Sometime around 2012 we were lucky enough to catch Miriam Margolyes performing Dickens' Women at Her Majesty's Theatre in Ballarat. A one person show, with pianist, written by Margolyes and Sonia Fraser, she commanded the stage, effortlessly shifting through 23 different characters, based on or inspired by 21 women and 2 men in Dickens' novels. An admirer of Dickens work, at no stage did the performance shirk from the less savoury aspects of his life, his obsession with youthful beauty, his "odd" relationships with sister-in-law, and, in Margolyes' own words from an interview in The Lumiere Reader in 2007 (accessible via the waybackmachine: web.archive.org/web/20080423234540/http://www.lumiere.net.nz/reader/item/1415):
"The characters are based on real women in Dickens’ life and where they parallel with his fictional characters. I love the contrast between the goodness of the prose and the badness of the man. His daughter once said ‘he was a very wicked man’ and no-one seems to know that but they will after they see my show."
That ability to see contrast, and a willingness to forgive some transgressions and refuse to accept others, is very much the Margolyes way. As is, one suspects, a somewhat cheeky attitude towards shocking others, and an unrelenting desire to tell the unvarnished, uncensored truth. About everything.
I had the great, unmitigated joy of listening to Margolyes read the story of her life, and blessed, as she is, with the elocution and vowels of much work (instigated by her mother), her voice is captivating, as is her ability to switch between accents at the drop of page. Her background as a voice actress and in voiceover work (including a stint in soft-porn), to say nothing of the more well-known (and very different from that) roles in Harry Potter or Fly in the movie Babe, provides her with all the tools required to do an admirable, and very engaging audio version of her own autobiography.
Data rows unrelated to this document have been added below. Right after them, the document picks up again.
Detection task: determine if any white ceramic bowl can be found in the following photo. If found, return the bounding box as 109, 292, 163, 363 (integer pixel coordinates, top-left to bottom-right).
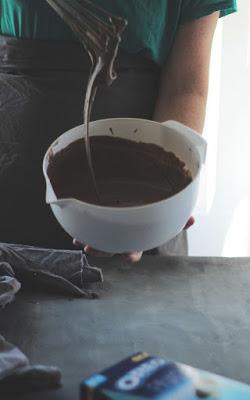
43, 118, 206, 253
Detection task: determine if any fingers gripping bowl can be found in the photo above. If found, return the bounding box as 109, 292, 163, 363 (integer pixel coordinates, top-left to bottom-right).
43, 118, 206, 253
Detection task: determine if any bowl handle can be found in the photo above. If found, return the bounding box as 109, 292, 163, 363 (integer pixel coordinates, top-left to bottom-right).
162, 121, 207, 164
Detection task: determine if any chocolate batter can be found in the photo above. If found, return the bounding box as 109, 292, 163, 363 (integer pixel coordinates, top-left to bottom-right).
47, 0, 127, 201
47, 136, 192, 207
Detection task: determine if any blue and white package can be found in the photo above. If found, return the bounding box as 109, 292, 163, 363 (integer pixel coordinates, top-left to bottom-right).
80, 353, 250, 400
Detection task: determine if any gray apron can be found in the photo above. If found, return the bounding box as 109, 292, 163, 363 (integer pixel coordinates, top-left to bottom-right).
0, 36, 186, 254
Her life provides her with much fodder for the story itself.
It might be fairest to potential readers of this autobiography to point out a few things - if you come to this as a fan of Fly, or Professor Pomona Sprout, knowing little else about Margolyes, and you are likely to be offended by explicit sexual content (of the relieving of men kind somewhat surprisingly for an avowed lesbian like the author), then might be best to avoid. If you're also not a fan of somebody who calls a spade an f***ing shovel, you may be best to skip by. Margolyes is not one to toy with people's "sensibilities". She's not a fan of prudes, and she's not a fan of beating about the bush. One finds it very hard to imagine that back in the days of the Cambridge Footlights, that a particular set of very badly behaved men could not have known of their transgressions, Margolyes is not one to muck about if you've pissed her off.
I think that's what I loved most about this entire audio book. Here is a woman who can be bad-tempered, makes mistakes, swears fluently and enthusiastically (a woman after my own heart) and is totally and utterly unapologetic about it. She's also not in denial about who or what or how she's lived her life, and there is much in this book that goes to the heart of mistakes made, people transgressed against, and those who have transgressed against her. She doesn't pull any punches about just about everything.
And it is because of all of the above that I loved every sweary, pointed, ridiculous, contradictory, unapologetic minute of it - including the soldier up a tree. I mean if you can't live your life as you bloody well want to when you're Miriam Margolyes, what hope is there for the rest of us. All power to her, her walking frame, her beautiful eyes, her beloved Heather and her career going forward.